Twenty-seven-year-old Emmanuel Ofosu Yeboah is introduced as a standard-bearer for the disabled in Ghana, where ancient ways hold that anyone born with deformities is cursed and should not be helped. Emmanuel’s mission is to ride a bike — on one healthy leg and another prosthetic leg — across his country “to alter perceptions” about the disabled.
Rewinding to his past, viewers learn Emmanuel’s father Dickson left the family after the boy was born, which was the start of Emmanuel’s problems, including discrimination at school and being banned from the soccer team.
Docu never really explores what made Emmanuel strive for success, what made him different from Ghana’s 2 million-plus disabled, many of them unemployed and on the desperate margins of the capital city of Accra.

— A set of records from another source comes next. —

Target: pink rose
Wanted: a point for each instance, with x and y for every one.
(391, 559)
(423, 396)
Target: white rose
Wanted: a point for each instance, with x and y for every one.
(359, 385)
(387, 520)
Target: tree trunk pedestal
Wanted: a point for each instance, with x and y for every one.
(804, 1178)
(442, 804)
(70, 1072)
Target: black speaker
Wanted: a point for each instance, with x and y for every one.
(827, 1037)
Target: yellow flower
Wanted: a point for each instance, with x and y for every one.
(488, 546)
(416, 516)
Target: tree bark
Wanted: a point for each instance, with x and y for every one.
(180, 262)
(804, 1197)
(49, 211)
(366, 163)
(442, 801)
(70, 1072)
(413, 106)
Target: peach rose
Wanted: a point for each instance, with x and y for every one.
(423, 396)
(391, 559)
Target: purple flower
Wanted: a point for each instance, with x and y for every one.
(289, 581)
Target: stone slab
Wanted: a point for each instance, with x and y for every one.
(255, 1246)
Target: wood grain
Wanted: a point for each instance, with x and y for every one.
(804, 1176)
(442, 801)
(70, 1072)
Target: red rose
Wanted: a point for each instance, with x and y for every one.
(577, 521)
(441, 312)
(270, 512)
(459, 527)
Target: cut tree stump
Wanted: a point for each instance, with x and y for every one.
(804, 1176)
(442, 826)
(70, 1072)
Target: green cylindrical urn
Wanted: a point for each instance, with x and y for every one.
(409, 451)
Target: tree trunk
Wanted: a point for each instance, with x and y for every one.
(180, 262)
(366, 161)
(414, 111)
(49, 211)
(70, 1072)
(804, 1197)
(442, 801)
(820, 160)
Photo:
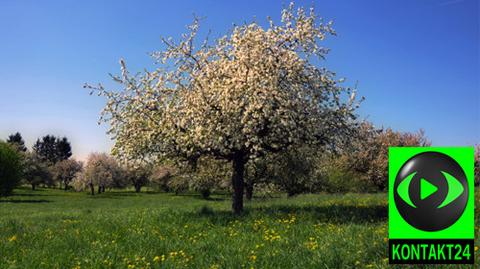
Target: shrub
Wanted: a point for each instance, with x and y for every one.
(10, 168)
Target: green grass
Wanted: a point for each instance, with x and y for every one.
(57, 229)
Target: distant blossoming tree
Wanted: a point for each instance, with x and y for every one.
(100, 170)
(64, 171)
(253, 91)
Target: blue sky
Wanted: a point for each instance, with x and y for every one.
(416, 61)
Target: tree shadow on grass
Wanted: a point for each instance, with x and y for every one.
(334, 214)
(15, 201)
(30, 194)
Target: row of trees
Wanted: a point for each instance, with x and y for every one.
(255, 99)
(48, 163)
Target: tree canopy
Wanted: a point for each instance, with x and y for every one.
(53, 149)
(17, 140)
(253, 91)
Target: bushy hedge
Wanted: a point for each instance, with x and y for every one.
(10, 168)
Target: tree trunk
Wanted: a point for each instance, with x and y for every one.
(237, 183)
(249, 191)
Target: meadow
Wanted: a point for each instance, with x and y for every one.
(56, 229)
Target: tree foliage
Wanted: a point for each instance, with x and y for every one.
(64, 171)
(10, 168)
(368, 155)
(17, 140)
(53, 149)
(37, 171)
(253, 91)
(138, 175)
(100, 170)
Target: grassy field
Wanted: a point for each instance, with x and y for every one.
(57, 229)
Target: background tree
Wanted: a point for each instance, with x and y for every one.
(64, 171)
(64, 149)
(10, 168)
(137, 175)
(17, 140)
(293, 170)
(368, 155)
(103, 171)
(37, 171)
(254, 91)
(53, 149)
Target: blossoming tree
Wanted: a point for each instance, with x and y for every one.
(253, 91)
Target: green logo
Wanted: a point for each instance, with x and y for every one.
(431, 216)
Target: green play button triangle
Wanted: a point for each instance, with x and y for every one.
(426, 188)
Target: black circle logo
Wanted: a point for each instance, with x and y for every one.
(431, 191)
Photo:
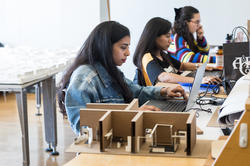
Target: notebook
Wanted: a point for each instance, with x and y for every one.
(176, 105)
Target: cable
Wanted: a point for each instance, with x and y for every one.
(243, 29)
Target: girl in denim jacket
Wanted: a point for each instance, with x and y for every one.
(95, 78)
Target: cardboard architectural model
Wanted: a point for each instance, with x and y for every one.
(122, 129)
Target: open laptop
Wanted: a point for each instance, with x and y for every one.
(175, 105)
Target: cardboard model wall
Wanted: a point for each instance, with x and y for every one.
(126, 123)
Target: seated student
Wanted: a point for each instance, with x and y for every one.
(95, 78)
(184, 46)
(153, 64)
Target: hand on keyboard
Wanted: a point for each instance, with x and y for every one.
(211, 80)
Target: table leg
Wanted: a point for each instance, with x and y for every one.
(21, 98)
(50, 122)
(38, 98)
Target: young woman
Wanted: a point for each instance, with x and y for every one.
(95, 78)
(185, 47)
(157, 65)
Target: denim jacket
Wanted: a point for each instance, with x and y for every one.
(93, 84)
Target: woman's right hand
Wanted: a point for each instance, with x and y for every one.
(211, 80)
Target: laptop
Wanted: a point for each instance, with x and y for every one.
(175, 105)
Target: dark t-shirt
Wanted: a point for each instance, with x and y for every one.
(154, 66)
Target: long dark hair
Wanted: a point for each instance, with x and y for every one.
(98, 48)
(147, 44)
(182, 16)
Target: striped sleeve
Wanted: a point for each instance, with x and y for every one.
(150, 69)
(203, 46)
(181, 51)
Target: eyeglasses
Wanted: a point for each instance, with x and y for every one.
(196, 22)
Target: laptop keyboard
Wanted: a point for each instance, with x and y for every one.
(169, 105)
(207, 73)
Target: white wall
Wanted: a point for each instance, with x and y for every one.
(218, 18)
(47, 23)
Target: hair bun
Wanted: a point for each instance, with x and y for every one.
(177, 13)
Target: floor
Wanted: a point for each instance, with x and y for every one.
(10, 135)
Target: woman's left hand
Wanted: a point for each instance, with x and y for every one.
(211, 80)
(200, 33)
(176, 91)
(149, 108)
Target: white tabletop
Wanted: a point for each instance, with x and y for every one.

However, Emmanuel came into contact with a global network of support for disabled athletes when he wrote to the California-based Challenged Athletes Foundation with a simple request for a bike.
Competing in marathons and gaining fame for his rise from utter poverty, Emmanuel is seen as a messenger of hope: He even moves his country’s royalty to press for greater social concern and support for the disabled.
Possibly goaded out of sheer guilt, father Dickson finally surfaces and attends a celebration after Emmanuel’s first triathlon. In the curious way that athletic fame flows in today’s world, Emmanuel also is seen meeting both Robin Williams and Kofi Annan.